Karakteristik kesalehan dalam berpolitik di medsos bisa dimulai dari bahasa yang santun. Bahasa santun menjadi kehormatan tinggi yang harus dimiliki oleh bangsa Indonesia. Kita bisa belajar dari falsafah Jawa, memayu hayuning bawono dimana kita mengenal falsafah hidup bahwa manusia harus mampu menjaga lingkungan hidupnya.
Ungkapan tersebut tidak hanya memiliki arti filosofis, tetapi juga menyiratkan bahwa perilaku manusianya merupakan bagian dari suatu budaya. Dalam kaitannya dengan lingkungan media sosial di era Society 5.0 ini, kita patut memancarkan sinar-sinar kedamaian dengan adab bermedsos dengan bijak.
Adapun prinsip-prinsip adab bermedsos dengan rasa kebangsaan yang harus kita pahami paling tidak diantaranya pertama, multikultural dan partisipatif. Indonesia memiliki beragam suku bangsa, bahasa, kebiasaan, adat istiadat, kepercayaan, dan lapisan sosial. Dengan kondisi seperti ini, dibutuhkan suatu masyarakat yang mampu berempati, bertoleransi, dan bekerja sama dalam keberagaman.

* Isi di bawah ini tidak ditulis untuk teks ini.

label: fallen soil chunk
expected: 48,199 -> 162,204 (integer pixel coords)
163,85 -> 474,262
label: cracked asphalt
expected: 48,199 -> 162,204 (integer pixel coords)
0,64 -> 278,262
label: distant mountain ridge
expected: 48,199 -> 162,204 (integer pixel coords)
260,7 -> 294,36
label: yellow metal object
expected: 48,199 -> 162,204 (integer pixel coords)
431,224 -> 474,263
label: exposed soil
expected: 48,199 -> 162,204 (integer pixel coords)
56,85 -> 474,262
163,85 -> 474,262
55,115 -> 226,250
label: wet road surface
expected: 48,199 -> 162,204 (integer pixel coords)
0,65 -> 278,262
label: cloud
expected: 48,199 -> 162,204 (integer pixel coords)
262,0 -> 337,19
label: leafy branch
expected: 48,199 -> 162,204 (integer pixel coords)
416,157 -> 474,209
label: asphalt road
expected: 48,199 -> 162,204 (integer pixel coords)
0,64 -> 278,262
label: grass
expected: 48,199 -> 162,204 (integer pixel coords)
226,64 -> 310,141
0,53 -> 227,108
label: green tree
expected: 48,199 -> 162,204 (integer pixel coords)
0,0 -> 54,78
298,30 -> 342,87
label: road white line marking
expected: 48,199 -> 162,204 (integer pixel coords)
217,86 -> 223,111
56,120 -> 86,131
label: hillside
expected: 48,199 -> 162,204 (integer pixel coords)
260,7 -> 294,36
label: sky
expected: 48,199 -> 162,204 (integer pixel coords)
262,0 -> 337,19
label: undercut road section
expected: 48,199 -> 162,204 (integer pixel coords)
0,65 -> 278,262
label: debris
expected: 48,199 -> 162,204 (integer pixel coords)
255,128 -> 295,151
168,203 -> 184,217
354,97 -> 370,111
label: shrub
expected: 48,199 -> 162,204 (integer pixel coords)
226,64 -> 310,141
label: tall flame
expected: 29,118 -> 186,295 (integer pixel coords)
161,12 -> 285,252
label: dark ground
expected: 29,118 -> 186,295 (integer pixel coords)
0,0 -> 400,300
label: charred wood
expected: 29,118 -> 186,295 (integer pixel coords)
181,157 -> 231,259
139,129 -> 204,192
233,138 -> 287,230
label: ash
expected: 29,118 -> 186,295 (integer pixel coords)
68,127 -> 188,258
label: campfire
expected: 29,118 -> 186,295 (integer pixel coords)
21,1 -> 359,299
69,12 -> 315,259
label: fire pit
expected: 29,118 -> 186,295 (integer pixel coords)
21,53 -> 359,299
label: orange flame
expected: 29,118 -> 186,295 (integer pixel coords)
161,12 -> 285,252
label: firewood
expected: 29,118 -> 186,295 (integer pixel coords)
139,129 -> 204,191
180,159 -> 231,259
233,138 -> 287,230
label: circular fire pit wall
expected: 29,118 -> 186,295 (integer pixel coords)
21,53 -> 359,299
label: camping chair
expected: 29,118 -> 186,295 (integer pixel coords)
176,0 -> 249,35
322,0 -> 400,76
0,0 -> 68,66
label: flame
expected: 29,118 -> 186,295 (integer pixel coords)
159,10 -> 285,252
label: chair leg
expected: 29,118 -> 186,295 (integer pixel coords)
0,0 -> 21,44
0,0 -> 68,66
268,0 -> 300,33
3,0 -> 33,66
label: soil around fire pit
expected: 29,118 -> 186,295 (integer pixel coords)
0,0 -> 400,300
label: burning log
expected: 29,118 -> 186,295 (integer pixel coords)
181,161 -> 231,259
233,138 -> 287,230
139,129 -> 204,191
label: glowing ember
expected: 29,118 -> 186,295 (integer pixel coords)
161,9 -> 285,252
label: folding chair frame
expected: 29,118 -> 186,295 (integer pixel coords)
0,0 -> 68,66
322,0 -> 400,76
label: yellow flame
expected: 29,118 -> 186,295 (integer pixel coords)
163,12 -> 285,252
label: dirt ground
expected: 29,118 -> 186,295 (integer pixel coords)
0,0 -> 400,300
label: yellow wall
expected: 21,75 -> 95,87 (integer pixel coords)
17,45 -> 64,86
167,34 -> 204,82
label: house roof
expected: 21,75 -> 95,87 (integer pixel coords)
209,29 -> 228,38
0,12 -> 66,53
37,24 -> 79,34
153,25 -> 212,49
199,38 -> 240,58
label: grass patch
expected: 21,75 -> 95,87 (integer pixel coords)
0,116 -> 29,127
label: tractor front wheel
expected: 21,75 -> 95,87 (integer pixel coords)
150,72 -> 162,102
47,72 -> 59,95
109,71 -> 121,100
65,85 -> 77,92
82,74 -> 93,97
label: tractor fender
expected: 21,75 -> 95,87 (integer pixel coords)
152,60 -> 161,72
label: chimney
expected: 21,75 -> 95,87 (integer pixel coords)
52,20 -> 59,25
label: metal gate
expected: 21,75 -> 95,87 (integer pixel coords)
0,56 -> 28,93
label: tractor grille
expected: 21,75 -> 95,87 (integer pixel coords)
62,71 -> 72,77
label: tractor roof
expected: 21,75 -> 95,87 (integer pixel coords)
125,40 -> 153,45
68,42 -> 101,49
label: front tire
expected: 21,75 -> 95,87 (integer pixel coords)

Semua warga masyarakat dari berbagai lapisan, golongan, dan latar belakang budaya memiliki kewajiban dan hak yang sama untuk turut berpartisipasi aktif dalam kehidupan bernegara. Pun demikian dalam berinteraksi di media sosial.
Kedua, nasionalisme. Kesadaraan akan kebangsaan adalah hal penting yang harus dimiliki oleh setiap warga negara. Dengan kecintaan terhadap bangsa dan negaranya, setiap individu akan bertindak sesuai dengan aturan yang berlaku dan menjunjung tinggi martabat bangsa dan negaranya. Resonansi nasionalisme ini juga patut kita gaungkan ke ruang-ruang digital.
Ketiga, inklusivitas. Di tengah kondisi masyarakat Indonesia yang beragam, pandangan dan perayaan inklusivitas sangat berperan untuk membangun kesetaraan warga. Terbangunnya sikap inklusif akan mendorong setiap anggota masyarakat untuk mencari keuniversalan dari budaya baru yang dikenalnya untuk menyempurnakan kehidupan mereka.
Dengan sikap inklusivitas inilah akan tercipta kedamaian dalam keberagaman. Untuk memuluskan berbagai misi mulia tersebut tentunya pemerintah melalui kepanjangan tangannya Kominfo tidaklah bisa bekerja sendirian. Berbagai pihak perlu dilibatkan. Sinergi bersama ini juga adalah kunci sukses menciptakan iklim politik khususnya 2024 di medsos yang damai.